鍵を本の背表紙に差し込むと、銀の薄片が静かに浮かび上がり、「鏡の中に答えがある」と刻まれた。鏡に視線を向けると、そこには自分と同じ顔だが、白髪の老人が映っていた。老人は低く語りかけた。「ここに残すべきは、選んだ行為だ」その言葉と同時に、胸の奥でかすかな囁きが震える――自分が選んだ過去の選択が、妹の手紙の最後の一文と重なった。妹はその一文に、未来の自分への励ましと、鍵が変わる瞬間を予言していた。
鍵を本に戻し、棚を閉めた瞬間、明かりが一瞬消え、再び灯ると鏡の映像は消えていた。端末の画面には「完了」とだけ表示された。秋田は手紙の最後の文――「君が甘いものを選んだとき、私の声は届く」――を胸に刻み、妹が残した温かな記憶と共に、再び歩き出す決意をした。
翌朝、新たな司書が図書館に足を踏み入れた。端末は埃に覆われ、鍵だけが鈍く輝く鉄の塊となっていた。本は姿を消し、引き出しの中には先ほどのカードだけが残っていた。カードの裏面には「甘美な鍵は記録の入口」と走っていた。
司書はカードをなぞりながら、薄く口角を上げた。鍵は小さなスピーカーのようで、微細なカプセルが甘いカカオの雰囲気を放ち、微かな揺れが伝わった。同時に、秋田がかつて録音した笑いが静かに流れた。笑いは埃まみれの本棚の間をゆっくりと揺らし、図書館の静寂を優しく揺らした。
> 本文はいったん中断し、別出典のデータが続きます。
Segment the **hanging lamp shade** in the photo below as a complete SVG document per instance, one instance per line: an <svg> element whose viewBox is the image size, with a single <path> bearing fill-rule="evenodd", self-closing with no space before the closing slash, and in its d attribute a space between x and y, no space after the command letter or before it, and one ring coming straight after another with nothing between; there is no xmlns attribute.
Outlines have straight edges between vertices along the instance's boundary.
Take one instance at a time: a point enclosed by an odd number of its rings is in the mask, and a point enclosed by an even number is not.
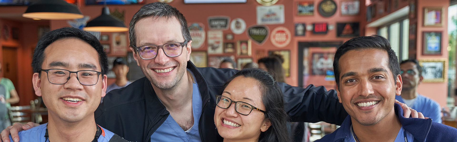
<svg viewBox="0 0 457 142"><path fill-rule="evenodd" d="M84 17L78 6L64 0L39 0L29 6L22 16L46 20L70 20Z"/></svg>
<svg viewBox="0 0 457 142"><path fill-rule="evenodd" d="M83 28L87 31L100 32L121 32L128 30L125 24L118 18L110 15L110 10L105 6L101 10L101 15L87 22Z"/></svg>

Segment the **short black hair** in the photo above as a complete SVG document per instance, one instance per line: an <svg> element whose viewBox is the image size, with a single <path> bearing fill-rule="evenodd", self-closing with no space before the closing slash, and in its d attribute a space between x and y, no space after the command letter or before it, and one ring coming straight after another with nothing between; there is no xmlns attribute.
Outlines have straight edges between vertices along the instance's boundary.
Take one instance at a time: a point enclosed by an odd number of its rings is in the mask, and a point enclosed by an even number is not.
<svg viewBox="0 0 457 142"><path fill-rule="evenodd" d="M271 126L266 131L261 132L259 142L290 142L286 123L288 117L284 111L282 91L277 82L266 71L255 68L248 68L238 71L228 79L222 87L221 93L233 79L238 76L254 79L258 82L262 102L265 106L265 119L270 120Z"/></svg>
<svg viewBox="0 0 457 142"><path fill-rule="evenodd" d="M400 63L400 66L401 66L401 65L403 64L409 62L413 62L416 64L416 68L417 69L417 71L419 72L419 76L422 76L422 67L420 66L420 65L419 65L419 61L417 61L417 60L414 59L410 59L403 60L403 61L401 61L401 62Z"/></svg>
<svg viewBox="0 0 457 142"><path fill-rule="evenodd" d="M389 56L389 69L392 72L394 82L397 82L397 76L400 74L400 65L398 58L390 46L389 41L379 35L361 36L355 37L346 41L338 48L335 54L333 61L333 71L335 73L335 81L340 88L340 58L348 51L356 50L362 51L367 49L377 49L387 52Z"/></svg>
<svg viewBox="0 0 457 142"><path fill-rule="evenodd" d="M35 48L32 62L33 72L41 72L41 66L46 56L44 54L44 50L49 45L59 39L69 38L80 39L94 47L98 53L98 61L101 68L101 73L104 75L108 73L108 57L98 39L90 33L72 27L64 27L48 32L38 41L37 46Z"/></svg>
<svg viewBox="0 0 457 142"><path fill-rule="evenodd" d="M226 62L231 63L232 66L233 66L234 68L236 68L236 63L235 63L235 61L233 61L233 60L232 60L232 59L229 58L226 58L221 62L221 64L222 64L222 63L223 63L223 62Z"/></svg>

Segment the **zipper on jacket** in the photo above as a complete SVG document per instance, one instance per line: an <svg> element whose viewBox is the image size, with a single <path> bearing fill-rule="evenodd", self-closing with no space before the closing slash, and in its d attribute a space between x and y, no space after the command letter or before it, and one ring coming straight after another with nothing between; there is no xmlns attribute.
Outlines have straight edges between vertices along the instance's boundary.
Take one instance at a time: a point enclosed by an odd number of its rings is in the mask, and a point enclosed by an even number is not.
<svg viewBox="0 0 457 142"><path fill-rule="evenodd" d="M205 111L205 108L206 108L206 106L208 105L208 103L209 103L209 101L210 101L211 99L211 97L210 97L209 99L208 99L208 101L207 101L206 103L205 103L205 106L203 106L203 109L202 110L202 114L200 114L200 120L198 120L198 129L199 129L198 131L200 131L199 133L200 135L200 139L202 140L202 142L204 142L205 139L202 138L203 137L203 134L202 133L203 131L202 131L202 130L200 129L200 128L202 127L203 124L201 122L202 122L202 118L203 118L203 112Z"/></svg>
<svg viewBox="0 0 457 142"><path fill-rule="evenodd" d="M427 136L428 136L428 133L429 132L430 132L430 129L431 128L431 123L433 121L433 120L430 120L430 126L429 127L429 129L427 131L427 134L425 134L425 137L424 138L424 142L425 142L425 140L427 140Z"/></svg>

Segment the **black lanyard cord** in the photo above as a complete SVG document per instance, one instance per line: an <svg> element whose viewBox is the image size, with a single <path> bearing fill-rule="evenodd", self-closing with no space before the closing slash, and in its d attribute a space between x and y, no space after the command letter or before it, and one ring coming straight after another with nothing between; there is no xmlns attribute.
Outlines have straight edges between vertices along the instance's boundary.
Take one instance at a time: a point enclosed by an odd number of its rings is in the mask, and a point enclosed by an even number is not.
<svg viewBox="0 0 457 142"><path fill-rule="evenodd" d="M100 128L100 127L98 126L98 125L96 125L97 132L95 132L95 138L94 138L94 140L92 141L92 142L98 142L98 138L100 137L100 135L101 135L101 128ZM51 142L51 141L49 140L49 135L48 134L48 125L46 125L46 133L44 134L44 137L46 138L44 140L44 142Z"/></svg>

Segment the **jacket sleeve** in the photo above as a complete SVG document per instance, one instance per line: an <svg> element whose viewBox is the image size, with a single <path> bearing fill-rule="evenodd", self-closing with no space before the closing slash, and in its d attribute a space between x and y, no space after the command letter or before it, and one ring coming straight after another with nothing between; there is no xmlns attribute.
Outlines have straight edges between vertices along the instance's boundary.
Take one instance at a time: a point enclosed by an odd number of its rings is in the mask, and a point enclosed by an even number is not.
<svg viewBox="0 0 457 142"><path fill-rule="evenodd" d="M324 121L341 125L347 112L340 103L336 91L310 85L305 88L279 83L282 90L286 112L291 122L315 123Z"/></svg>

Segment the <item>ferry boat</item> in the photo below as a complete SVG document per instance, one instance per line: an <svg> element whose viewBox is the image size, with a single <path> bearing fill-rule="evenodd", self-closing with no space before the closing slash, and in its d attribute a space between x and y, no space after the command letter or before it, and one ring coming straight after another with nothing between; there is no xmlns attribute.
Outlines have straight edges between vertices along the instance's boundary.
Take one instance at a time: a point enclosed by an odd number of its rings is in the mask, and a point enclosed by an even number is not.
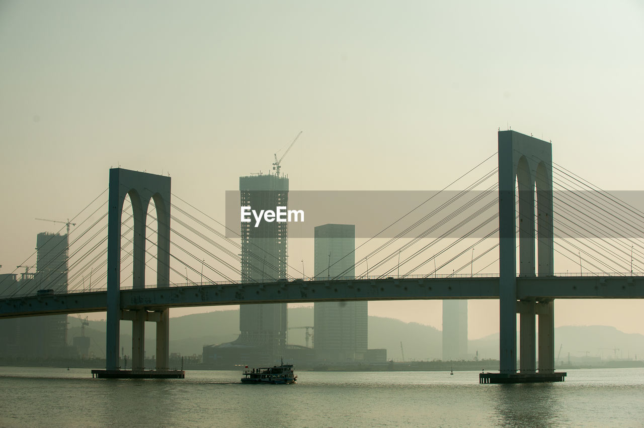
<svg viewBox="0 0 644 428"><path fill-rule="evenodd" d="M260 367L249 370L246 366L243 371L242 384L294 384L298 376L293 373L293 364L285 364L272 367Z"/></svg>

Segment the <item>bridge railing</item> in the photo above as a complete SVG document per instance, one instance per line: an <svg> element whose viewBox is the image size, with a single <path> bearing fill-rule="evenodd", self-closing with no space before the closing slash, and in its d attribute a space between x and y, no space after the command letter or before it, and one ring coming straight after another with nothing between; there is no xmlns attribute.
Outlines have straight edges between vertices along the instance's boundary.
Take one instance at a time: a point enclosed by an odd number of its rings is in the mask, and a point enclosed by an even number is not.
<svg viewBox="0 0 644 428"><path fill-rule="evenodd" d="M465 274L465 273L451 273L451 274L437 274L437 273L430 273L427 274L413 274L413 275L401 275L399 277L395 275L390 275L388 276L384 276L383 275L359 275L357 276L338 276L338 277L317 277L317 278L311 278L306 276L303 278L281 278L278 280L275 280L273 278L267 278L265 281L251 281L247 282L242 282L238 281L188 281L187 282L180 282L180 283L172 283L167 285L162 285L157 286L156 285L149 285L146 286L146 289L151 288L184 288L184 287L202 287L202 286L212 286L212 285L239 285L240 284L253 284L253 283L269 283L269 282L305 282L307 281L348 281L348 280L395 280L395 279L413 279L413 278L498 278L499 274L498 273L478 273L478 274ZM569 277L569 278L580 278L580 277L589 277L589 276L644 276L644 272L556 272L554 276L563 276L563 277ZM55 295L63 295L63 294L72 294L77 293L85 293L85 292L106 292L107 291L107 287L103 287L100 288L93 288L90 290L87 289L74 289L70 290L66 292L55 292L53 293ZM131 290L132 287L123 287L121 286L121 290ZM0 299L1 298L21 298L21 297L28 297L28 296L37 296L38 292L31 291L29 292L26 292L24 294L16 294L12 296L0 296Z"/></svg>

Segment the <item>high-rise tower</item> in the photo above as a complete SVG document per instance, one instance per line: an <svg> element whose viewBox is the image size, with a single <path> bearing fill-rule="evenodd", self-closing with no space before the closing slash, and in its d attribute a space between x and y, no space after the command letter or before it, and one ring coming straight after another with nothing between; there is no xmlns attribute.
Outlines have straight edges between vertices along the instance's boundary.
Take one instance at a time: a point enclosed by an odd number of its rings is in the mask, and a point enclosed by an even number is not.
<svg viewBox="0 0 644 428"><path fill-rule="evenodd" d="M315 274L317 279L337 275L354 277L355 226L325 224L315 228ZM314 304L316 358L327 361L355 361L367 349L366 301Z"/></svg>
<svg viewBox="0 0 644 428"><path fill-rule="evenodd" d="M289 179L275 175L240 177L242 206L276 210L287 206ZM242 281L276 281L287 277L287 223L242 223ZM263 361L272 364L283 356L286 346L287 305L242 305L238 343L257 345ZM258 355L258 357L259 355Z"/></svg>
<svg viewBox="0 0 644 428"><path fill-rule="evenodd" d="M468 357L468 301L443 300L442 359Z"/></svg>

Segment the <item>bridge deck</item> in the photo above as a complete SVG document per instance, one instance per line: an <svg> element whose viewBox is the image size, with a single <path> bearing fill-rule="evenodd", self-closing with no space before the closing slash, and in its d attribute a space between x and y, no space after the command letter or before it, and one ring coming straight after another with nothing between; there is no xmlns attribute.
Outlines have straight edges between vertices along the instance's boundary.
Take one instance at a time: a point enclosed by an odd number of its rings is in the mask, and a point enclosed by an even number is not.
<svg viewBox="0 0 644 428"><path fill-rule="evenodd" d="M498 299L498 277L279 281L126 289L124 310L247 303ZM519 277L519 299L644 298L643 276ZM107 292L0 299L0 318L107 310Z"/></svg>

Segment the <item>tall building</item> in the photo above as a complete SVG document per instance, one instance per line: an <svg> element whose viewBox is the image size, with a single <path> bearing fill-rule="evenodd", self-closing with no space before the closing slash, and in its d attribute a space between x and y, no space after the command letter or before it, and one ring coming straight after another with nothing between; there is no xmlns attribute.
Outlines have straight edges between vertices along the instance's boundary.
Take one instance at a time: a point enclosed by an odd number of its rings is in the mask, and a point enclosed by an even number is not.
<svg viewBox="0 0 644 428"><path fill-rule="evenodd" d="M23 274L19 281L14 274L3 276L0 292L6 296L39 290L67 292L67 235L39 233L36 250L35 274ZM1 348L8 356L48 359L68 355L67 315L19 318L6 324L6 329L8 341Z"/></svg>
<svg viewBox="0 0 644 428"><path fill-rule="evenodd" d="M468 301L443 300L444 361L467 359Z"/></svg>
<svg viewBox="0 0 644 428"><path fill-rule="evenodd" d="M355 226L325 224L315 228L317 279L355 276ZM367 350L366 301L314 304L316 358L329 362L362 361Z"/></svg>
<svg viewBox="0 0 644 428"><path fill-rule="evenodd" d="M288 206L289 179L259 175L240 177L242 206L276 210ZM287 278L287 223L242 224L242 281ZM240 336L229 343L204 347L204 362L213 366L234 364L273 365L284 356L287 330L286 303L242 305Z"/></svg>

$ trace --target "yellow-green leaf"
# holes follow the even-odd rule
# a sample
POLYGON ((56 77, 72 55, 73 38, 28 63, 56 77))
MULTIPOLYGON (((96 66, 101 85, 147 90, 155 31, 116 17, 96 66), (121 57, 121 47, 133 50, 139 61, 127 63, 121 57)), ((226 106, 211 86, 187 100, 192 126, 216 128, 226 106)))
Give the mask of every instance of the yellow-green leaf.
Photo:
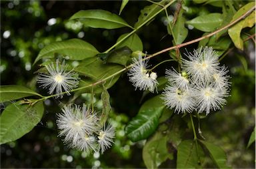
POLYGON ((20 102, 9 104, 0 116, 0 144, 16 140, 40 122, 43 114, 43 102, 33 106, 20 102))
POLYGON ((30 88, 19 85, 0 86, 0 102, 16 100, 18 98, 41 94, 30 88))
MULTIPOLYGON (((243 15, 243 14, 245 13, 248 10, 249 10, 251 7, 255 5, 255 2, 251 2, 247 3, 243 7, 241 7, 238 11, 235 14, 233 17, 233 20, 234 21, 240 16, 243 15)), ((252 27, 255 24, 255 11, 253 11, 249 16, 247 16, 245 19, 241 20, 231 28, 229 29, 229 35, 231 38, 232 41, 233 42, 235 46, 243 50, 243 41, 241 38, 241 31, 245 27, 252 27)))
POLYGON ((79 39, 55 42, 43 48, 34 64, 43 58, 53 58, 56 53, 67 55, 71 60, 83 60, 92 57, 99 51, 90 43, 79 39))
POLYGON ((123 9, 125 8, 126 4, 129 2, 129 0, 123 0, 122 4, 121 5, 120 11, 119 11, 119 15, 123 11, 123 9))
POLYGON ((188 21, 186 23, 191 25, 198 30, 204 32, 211 32, 219 27, 223 22, 223 16, 219 13, 212 13, 201 15, 188 21))
POLYGON ((85 25, 93 28, 115 29, 128 27, 133 29, 117 15, 101 9, 81 10, 75 13, 70 19, 77 19, 85 25))

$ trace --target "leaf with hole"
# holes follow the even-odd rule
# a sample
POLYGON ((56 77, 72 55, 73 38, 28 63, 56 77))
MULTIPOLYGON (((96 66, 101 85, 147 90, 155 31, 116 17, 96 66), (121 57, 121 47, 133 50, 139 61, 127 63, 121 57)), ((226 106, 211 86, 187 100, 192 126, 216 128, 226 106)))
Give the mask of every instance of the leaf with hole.
POLYGON ((71 60, 83 60, 93 57, 99 51, 91 44, 79 39, 51 43, 41 50, 33 64, 43 58, 53 58, 56 53, 69 57, 71 60))
POLYGON ((40 122, 43 102, 33 106, 20 102, 8 105, 0 116, 0 144, 12 142, 30 132, 40 122))
POLYGON ((160 95, 147 100, 141 107, 137 116, 125 127, 125 133, 133 142, 148 138, 157 129, 165 105, 160 95))
POLYGON ((42 97, 42 96, 37 92, 23 86, 0 86, 0 102, 16 100, 33 95, 42 97))
POLYGON ((111 29, 128 27, 133 29, 117 15, 102 9, 81 10, 75 13, 69 19, 78 20, 85 26, 93 28, 111 29))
司書は笑いに耳を傾けながら呟いた。「また、誰かがこの鏡に映るのか」その瞬間、鍵は小さなキャンディーに変わり、掌の中で軽く跳ねた。司書はそれを見て、思わずにやりと笑った。甘い雰囲気と笑いは、次の探求者への招待状となって図書館の奥深くへと漂っていった。